Described as “an uplifting story about mourning,” Nairobi-born Oduor’s 2013 work begins with the narrator’s attempts to remember what her father’s face looked like as she struggles to cope with his loss, and follows her as she finds the courage to remember.
“Okwiri Oduor is a writer we are all really excited to have discovered,” said Scottish author and chief judge Jackie Kay, as the prize was presented at the Bodleian Library in Oxford tonight. “My Father’s Head’ is an uplifting story about mourning – Joycean in its reach. She exercises an extraordinary amount of control and yet the story is subtle, tender and moving. It is a story you want to return to the minute you finish it.”
Now in its fifteenth year, the annual £10 000 award celebrates short stories written by African authors published in English.
Oduor, who is now working on her first novel, had been shortlisted with South Africa’s Diane Awerbuck for her short story Phosphorescence, Efemia Chela from both Ghana and Zambia for Chicken, Zimbabwe’s Tendai Huchu for The Intervention, and Kenya’s Billy Kahora for The Gorilla’s Apprentice. Each will take home £500 prize money.

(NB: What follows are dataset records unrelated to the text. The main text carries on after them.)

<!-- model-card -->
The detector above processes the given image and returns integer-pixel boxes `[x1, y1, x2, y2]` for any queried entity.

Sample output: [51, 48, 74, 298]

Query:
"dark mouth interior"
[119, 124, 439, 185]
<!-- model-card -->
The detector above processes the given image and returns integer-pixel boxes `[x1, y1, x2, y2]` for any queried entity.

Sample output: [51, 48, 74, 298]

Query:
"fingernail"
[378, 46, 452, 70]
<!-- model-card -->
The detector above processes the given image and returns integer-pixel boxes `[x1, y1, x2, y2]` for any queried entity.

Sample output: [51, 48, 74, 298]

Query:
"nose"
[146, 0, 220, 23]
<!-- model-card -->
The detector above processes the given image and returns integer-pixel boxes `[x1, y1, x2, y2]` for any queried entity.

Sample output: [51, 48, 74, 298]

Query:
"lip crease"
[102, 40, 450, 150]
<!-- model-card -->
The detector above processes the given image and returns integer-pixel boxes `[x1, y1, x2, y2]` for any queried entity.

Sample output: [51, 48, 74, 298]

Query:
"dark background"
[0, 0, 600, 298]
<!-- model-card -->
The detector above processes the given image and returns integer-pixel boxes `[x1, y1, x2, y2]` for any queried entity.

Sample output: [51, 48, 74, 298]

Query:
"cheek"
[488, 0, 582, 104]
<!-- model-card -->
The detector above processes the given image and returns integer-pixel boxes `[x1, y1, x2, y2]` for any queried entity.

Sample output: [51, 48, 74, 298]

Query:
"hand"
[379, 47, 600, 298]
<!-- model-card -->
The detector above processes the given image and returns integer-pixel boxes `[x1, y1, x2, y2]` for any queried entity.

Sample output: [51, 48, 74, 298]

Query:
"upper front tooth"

Oduor will be able to take up a month’s residence at Georgetown University in Washington DC, and will be invited to appear at the Open Book Festival in Cape Town in September, the Storymoja Hay Festival in Nairobi and the Ake Festival in Nigeria.
The Caine Prize is named after the late Sir Michael Caine, former chairman of the Booker Prize management committee.
Previous winners include Nigeria’s Tope Folarin in 2013 and Zimbabwe’s NoViolet Bulawayo in 2011.